A good pastoral production year sees New Zealand sheep numbers increase 2.6 per cent and beef cattle numbers increase 1.0 per cent for the year to 30 June 2012, according to the Beef + Lamb New Zealand (B+LNZ) Economic Service.
"This partly makes up for the 4.4 per cent decline in sheep and 2.6 per cent decline in beef cattle the year before," says B+LNZ Economic Service Executive Director, Rob Davison.
B+LNZ's annual stock number survey, which establishes the productive base of livestock for 2012-13, shows that while sheep numbers were up 2.6 per cent most of this increase will be stock carried over for slaughter in July-September.
"Breeding ewe numbers at 20.61 million are almost static (+0.6 per cent) on the previous June when ewe numbers fell six per cent per cent to a low of 20.49 million.
Strong mutton prices earlier in the year encouraged a high slaughter of cull ewes for the second year in a row.
The offset to this was a high retention of ewe hoggets (+10 per cent) last July which by 30 June 2012 were mature first time in lamb ewes.
"Ewe condition is good across the country. Scanning results for most regions show in-lamb ewes are carrying more multiple lambs with the general comment that scanning percentages are up five to 10 per cent on last year.
"All we need now is an excellent spring to ensure high survival of the lambs born."
Davison said the scanning results lead to expectations that the 2012 lamb crop could be up on last spring by 1.0 million lambs (+4 per cent).
This outcome would lift the ewe flock performance measured by lambing percentage to around the highest achieved, which in 2009-10 was 123 per cent.
There is potential to exceed this performance level. Each 1 percentage point change in lambing percentage equates to 200,000 lambs.
Beef cattle numbers increased 1.0 per cent to 3.88 million and partly reversed the 2.6 per cent decline for the previous year. North Island beef cattle numbers increased 3.6 per cent with increases in both the beef cow herd and weaner cattle numbers.
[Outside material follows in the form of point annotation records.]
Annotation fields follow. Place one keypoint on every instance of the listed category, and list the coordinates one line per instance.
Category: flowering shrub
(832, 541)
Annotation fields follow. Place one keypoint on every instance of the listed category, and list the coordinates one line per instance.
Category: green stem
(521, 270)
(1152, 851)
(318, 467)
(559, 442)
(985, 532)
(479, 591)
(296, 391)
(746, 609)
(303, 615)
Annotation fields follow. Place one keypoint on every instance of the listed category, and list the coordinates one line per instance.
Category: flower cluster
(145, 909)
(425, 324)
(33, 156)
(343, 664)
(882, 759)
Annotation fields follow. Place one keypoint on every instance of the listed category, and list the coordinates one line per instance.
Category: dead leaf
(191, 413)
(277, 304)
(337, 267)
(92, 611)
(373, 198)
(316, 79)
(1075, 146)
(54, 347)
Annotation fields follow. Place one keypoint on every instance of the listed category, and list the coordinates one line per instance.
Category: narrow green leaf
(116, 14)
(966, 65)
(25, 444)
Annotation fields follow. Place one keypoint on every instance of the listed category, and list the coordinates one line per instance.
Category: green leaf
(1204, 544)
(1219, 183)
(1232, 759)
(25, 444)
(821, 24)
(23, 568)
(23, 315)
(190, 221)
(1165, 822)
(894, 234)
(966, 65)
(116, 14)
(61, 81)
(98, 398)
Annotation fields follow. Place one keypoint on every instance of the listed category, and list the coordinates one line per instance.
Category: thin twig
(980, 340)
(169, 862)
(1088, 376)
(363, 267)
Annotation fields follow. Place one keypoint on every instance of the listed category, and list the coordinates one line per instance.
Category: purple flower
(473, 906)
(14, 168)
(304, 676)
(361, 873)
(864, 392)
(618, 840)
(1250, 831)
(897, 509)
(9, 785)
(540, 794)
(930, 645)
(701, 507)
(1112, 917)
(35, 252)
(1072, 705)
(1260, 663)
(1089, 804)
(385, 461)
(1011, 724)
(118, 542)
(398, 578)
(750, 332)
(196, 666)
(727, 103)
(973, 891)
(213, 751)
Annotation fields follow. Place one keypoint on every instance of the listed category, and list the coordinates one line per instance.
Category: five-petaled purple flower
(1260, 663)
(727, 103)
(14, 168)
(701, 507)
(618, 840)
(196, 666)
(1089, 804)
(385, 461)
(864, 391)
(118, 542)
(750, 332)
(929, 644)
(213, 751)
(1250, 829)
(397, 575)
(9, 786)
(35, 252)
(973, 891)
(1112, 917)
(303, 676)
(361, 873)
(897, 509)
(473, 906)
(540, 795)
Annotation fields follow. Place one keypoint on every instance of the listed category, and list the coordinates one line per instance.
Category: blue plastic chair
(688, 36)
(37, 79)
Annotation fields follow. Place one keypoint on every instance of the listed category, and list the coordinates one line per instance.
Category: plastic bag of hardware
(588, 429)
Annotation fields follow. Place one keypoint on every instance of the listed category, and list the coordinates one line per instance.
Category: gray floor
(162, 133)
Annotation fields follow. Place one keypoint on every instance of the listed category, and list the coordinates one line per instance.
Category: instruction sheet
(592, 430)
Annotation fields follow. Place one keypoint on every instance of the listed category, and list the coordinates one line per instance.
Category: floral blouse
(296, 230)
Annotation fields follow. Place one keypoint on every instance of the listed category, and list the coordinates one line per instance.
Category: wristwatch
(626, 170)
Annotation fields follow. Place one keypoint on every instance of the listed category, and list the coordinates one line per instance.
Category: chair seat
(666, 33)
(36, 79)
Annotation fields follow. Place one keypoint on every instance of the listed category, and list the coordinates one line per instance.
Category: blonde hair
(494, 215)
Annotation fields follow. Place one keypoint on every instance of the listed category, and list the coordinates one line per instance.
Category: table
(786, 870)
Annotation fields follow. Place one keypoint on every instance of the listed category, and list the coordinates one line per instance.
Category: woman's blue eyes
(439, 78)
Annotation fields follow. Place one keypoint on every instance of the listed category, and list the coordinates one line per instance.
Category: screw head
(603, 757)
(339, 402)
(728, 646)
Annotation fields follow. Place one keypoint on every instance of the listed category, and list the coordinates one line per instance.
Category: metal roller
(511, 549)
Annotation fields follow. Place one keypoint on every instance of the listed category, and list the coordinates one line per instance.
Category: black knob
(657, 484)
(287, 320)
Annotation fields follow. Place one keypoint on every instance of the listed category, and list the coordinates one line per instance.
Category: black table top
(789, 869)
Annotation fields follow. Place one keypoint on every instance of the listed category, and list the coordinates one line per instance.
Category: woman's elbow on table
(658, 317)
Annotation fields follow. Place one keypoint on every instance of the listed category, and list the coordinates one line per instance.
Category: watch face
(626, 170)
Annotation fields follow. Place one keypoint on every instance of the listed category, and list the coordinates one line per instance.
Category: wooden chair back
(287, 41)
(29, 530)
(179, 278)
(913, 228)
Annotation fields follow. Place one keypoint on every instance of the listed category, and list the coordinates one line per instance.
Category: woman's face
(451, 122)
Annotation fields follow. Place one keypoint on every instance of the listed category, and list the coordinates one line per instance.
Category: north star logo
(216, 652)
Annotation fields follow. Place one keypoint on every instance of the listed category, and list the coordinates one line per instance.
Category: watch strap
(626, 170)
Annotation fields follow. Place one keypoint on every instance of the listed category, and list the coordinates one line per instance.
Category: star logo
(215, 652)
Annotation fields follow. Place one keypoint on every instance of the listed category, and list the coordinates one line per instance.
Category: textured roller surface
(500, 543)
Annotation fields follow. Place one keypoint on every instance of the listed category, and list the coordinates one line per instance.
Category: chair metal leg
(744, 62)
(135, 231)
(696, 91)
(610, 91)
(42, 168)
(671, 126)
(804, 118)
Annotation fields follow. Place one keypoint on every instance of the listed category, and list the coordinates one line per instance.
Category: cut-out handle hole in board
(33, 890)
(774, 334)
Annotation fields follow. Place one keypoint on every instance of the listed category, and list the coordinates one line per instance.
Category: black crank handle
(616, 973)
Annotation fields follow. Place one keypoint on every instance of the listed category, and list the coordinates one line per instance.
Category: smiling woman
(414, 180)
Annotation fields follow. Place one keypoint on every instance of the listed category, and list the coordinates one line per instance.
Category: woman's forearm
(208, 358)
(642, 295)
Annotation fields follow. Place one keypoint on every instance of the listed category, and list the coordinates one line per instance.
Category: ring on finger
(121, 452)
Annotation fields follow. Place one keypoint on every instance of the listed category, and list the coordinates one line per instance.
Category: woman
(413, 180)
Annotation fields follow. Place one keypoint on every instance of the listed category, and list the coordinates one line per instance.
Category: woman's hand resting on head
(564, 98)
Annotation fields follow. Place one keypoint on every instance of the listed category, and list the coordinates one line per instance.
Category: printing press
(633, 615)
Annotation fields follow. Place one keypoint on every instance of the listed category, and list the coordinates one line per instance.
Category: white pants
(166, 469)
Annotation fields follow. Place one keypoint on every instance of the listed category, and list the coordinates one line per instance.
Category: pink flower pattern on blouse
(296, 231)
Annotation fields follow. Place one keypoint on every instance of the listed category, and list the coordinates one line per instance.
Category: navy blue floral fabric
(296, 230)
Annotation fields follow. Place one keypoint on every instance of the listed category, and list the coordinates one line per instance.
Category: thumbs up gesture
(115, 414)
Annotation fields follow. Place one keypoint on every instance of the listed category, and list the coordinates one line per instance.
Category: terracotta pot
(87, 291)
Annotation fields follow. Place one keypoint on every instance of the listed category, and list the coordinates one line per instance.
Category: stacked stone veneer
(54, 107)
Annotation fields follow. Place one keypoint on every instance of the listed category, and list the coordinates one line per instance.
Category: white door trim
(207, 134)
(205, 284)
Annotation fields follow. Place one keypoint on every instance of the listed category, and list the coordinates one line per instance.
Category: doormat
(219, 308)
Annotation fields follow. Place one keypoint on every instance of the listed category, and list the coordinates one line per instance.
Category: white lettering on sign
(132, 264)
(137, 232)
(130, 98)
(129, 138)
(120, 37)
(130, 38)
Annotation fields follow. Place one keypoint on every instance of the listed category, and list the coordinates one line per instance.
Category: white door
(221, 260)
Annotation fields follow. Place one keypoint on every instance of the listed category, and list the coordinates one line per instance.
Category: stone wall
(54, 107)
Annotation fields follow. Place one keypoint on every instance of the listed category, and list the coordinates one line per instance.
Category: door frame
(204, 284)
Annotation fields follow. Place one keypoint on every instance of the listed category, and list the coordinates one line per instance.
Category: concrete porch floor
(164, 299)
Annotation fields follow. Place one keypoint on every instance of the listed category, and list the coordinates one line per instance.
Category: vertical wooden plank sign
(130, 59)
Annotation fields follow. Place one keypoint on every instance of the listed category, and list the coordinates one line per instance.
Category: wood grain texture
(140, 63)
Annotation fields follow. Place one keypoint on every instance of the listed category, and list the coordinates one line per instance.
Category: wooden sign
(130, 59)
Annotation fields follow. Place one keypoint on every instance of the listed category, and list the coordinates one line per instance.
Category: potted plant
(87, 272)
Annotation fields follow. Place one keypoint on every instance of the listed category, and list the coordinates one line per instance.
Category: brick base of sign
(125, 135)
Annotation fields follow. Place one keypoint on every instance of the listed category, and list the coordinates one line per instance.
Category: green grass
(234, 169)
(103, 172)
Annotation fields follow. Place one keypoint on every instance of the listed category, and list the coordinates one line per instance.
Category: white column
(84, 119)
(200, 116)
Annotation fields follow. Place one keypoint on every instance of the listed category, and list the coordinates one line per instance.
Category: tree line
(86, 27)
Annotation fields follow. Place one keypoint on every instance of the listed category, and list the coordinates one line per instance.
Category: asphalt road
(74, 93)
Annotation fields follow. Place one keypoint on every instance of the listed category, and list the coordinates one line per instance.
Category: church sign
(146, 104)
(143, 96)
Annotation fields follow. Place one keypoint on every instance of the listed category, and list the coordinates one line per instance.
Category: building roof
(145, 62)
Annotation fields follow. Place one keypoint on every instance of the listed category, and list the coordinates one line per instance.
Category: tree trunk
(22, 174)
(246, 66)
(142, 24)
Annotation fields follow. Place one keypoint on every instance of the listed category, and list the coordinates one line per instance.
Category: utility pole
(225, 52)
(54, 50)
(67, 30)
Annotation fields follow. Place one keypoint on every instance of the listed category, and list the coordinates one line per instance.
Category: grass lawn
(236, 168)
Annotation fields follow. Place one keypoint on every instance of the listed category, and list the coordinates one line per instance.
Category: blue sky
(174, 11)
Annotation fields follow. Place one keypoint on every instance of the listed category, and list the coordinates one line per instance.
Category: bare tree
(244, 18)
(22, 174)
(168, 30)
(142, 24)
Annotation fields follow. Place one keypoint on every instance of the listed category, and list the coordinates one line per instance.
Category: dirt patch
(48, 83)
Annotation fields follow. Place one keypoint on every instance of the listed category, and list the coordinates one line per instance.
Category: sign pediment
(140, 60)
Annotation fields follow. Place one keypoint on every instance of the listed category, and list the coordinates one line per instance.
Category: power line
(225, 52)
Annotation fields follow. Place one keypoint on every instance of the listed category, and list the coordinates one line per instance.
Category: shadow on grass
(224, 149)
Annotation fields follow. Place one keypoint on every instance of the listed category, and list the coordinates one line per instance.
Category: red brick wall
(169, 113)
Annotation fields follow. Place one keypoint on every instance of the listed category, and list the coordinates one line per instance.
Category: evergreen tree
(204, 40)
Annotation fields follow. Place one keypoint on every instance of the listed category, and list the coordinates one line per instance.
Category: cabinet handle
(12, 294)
The South Island beef herd in contrast decreased 5.7 per cent.
This decrease came from earlier slaughter due to good seasonal conditions so that fewer cattle were on hand at 30 June 2012, coupled to pressure from alternative land uses that include dairy grazing.
Davison says the Economic Service estimates the dairy herd increased 3.2 per cent with part of this increase a carry-over of older cows in the North Island due to excellent growing conditions.